Es indudable que la inmensa mayoría de la sociedad civil no se encuentra dentro de ninguna organización, simple y llanamente se mantiene como una poderosa corriente de opinión que en situaciones políticamente estratégicas hacen trastabillar a los partidos más poderosos o fortalecen a los partidos más débiles, o actúan en correspondencia con el partido o partidos que sienten más afín a sus intereses del momento.
La sociedad civil sin embargo se sigue organizando a su manera y continúa haciendo sentir, siempre, todo el peso de su poder en los momentos decisivos. En Estados Unidos el voto hispano fue fundamental en la victoria de Obama.

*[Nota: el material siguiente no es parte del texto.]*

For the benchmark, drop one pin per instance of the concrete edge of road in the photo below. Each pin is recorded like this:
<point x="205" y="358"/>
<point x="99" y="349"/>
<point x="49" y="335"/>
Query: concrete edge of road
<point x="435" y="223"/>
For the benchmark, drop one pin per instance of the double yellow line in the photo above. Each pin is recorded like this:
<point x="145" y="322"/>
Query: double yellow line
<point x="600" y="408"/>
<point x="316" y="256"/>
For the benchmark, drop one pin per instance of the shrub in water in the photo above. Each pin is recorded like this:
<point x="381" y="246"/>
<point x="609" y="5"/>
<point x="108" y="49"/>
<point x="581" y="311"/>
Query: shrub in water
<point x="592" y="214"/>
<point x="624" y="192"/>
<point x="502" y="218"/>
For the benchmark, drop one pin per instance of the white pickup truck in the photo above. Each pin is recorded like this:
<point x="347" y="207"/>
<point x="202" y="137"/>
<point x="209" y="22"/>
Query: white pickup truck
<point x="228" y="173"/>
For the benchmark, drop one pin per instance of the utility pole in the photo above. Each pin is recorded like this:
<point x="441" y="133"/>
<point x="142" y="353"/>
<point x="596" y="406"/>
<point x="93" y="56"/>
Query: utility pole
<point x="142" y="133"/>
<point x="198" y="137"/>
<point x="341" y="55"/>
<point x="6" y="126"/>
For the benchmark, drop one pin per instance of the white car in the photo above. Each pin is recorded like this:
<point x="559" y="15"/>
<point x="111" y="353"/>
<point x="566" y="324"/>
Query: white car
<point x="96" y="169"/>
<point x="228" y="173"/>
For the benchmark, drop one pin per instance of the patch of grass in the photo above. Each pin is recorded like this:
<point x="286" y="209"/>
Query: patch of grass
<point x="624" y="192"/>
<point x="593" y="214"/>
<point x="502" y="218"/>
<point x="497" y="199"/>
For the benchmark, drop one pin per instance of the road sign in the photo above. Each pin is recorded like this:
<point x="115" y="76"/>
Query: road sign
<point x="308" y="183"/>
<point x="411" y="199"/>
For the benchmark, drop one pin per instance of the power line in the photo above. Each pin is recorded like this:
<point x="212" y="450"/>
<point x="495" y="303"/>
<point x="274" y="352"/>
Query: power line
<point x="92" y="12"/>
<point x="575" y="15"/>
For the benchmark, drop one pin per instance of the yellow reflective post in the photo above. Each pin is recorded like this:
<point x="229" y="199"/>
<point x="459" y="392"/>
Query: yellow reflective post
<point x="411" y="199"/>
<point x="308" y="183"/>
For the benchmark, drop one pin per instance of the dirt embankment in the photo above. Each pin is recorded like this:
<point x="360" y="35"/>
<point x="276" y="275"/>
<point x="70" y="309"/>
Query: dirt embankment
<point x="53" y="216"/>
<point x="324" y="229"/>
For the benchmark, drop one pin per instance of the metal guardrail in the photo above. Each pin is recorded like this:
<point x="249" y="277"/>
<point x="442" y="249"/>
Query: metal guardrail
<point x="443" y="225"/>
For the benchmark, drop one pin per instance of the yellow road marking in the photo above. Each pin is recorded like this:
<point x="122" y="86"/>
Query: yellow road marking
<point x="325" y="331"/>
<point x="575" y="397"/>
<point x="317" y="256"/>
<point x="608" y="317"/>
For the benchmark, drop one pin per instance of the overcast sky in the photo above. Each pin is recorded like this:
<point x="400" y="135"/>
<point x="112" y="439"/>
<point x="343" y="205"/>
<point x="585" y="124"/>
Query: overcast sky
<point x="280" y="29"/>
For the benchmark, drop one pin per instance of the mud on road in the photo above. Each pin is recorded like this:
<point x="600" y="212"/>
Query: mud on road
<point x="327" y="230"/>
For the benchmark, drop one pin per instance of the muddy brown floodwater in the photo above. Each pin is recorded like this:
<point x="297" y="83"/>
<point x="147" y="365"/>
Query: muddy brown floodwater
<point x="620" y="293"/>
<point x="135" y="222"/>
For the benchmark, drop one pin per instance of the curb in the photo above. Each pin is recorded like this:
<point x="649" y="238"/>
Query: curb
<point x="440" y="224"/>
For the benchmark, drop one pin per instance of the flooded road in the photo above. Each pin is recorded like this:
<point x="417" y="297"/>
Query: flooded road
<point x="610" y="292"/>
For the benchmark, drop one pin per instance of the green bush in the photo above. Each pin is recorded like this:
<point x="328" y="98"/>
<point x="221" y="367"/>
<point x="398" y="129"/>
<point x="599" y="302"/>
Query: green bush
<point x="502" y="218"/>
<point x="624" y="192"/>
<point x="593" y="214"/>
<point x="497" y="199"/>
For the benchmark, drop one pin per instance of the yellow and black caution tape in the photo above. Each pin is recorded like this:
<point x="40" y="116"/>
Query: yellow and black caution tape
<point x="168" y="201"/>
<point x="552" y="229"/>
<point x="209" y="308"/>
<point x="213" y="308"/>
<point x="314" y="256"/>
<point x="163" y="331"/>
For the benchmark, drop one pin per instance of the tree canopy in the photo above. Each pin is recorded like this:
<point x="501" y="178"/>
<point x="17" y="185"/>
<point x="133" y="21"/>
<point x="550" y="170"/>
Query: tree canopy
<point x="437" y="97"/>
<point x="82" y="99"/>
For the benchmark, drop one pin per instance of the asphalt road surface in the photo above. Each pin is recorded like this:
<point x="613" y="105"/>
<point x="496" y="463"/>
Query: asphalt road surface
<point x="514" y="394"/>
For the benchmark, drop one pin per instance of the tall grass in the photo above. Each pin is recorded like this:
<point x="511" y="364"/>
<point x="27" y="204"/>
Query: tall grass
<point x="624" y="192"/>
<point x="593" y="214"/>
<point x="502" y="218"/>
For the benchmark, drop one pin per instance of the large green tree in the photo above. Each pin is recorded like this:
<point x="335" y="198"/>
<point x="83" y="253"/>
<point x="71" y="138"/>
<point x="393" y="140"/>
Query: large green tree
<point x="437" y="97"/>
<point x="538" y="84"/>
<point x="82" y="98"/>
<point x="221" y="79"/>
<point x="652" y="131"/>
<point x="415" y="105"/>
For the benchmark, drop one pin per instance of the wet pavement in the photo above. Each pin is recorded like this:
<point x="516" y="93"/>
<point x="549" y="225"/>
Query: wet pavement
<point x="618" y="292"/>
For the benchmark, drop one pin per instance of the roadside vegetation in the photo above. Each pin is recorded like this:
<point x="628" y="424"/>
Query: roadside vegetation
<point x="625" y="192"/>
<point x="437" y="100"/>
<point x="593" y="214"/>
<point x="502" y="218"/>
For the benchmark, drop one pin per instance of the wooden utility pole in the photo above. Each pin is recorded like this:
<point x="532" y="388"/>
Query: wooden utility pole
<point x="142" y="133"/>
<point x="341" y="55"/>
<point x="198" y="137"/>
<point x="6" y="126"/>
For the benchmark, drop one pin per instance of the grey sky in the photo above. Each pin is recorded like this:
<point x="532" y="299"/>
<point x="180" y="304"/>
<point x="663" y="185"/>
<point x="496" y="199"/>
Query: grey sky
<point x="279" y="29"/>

Actualmente los partidos políticos más débiles, y aun los más poderosos, tratan de obtener las simpatías de esta enorme masa que hace sentir todo el peso de su poder a favor o en contra de determinada situación.
En el siglo pasado Richard M. Nixon convocaba en su país a lo que el definía como la mayoría silenciosa, o sea esa gran parte de la sociedad civil que sin pertenecer a un partido político determinado muchas veces permanece indiferente a los llamados de uno u otro instituto político, pero que cualquiera de ellos quisiera contar con su peso electoral a favor.
En México organismos políticos abren sus elecciones internas para llevar más miembros de la sociedad civil a sus filas para obtener más votos que le permitan la victoria en el proceso democrático.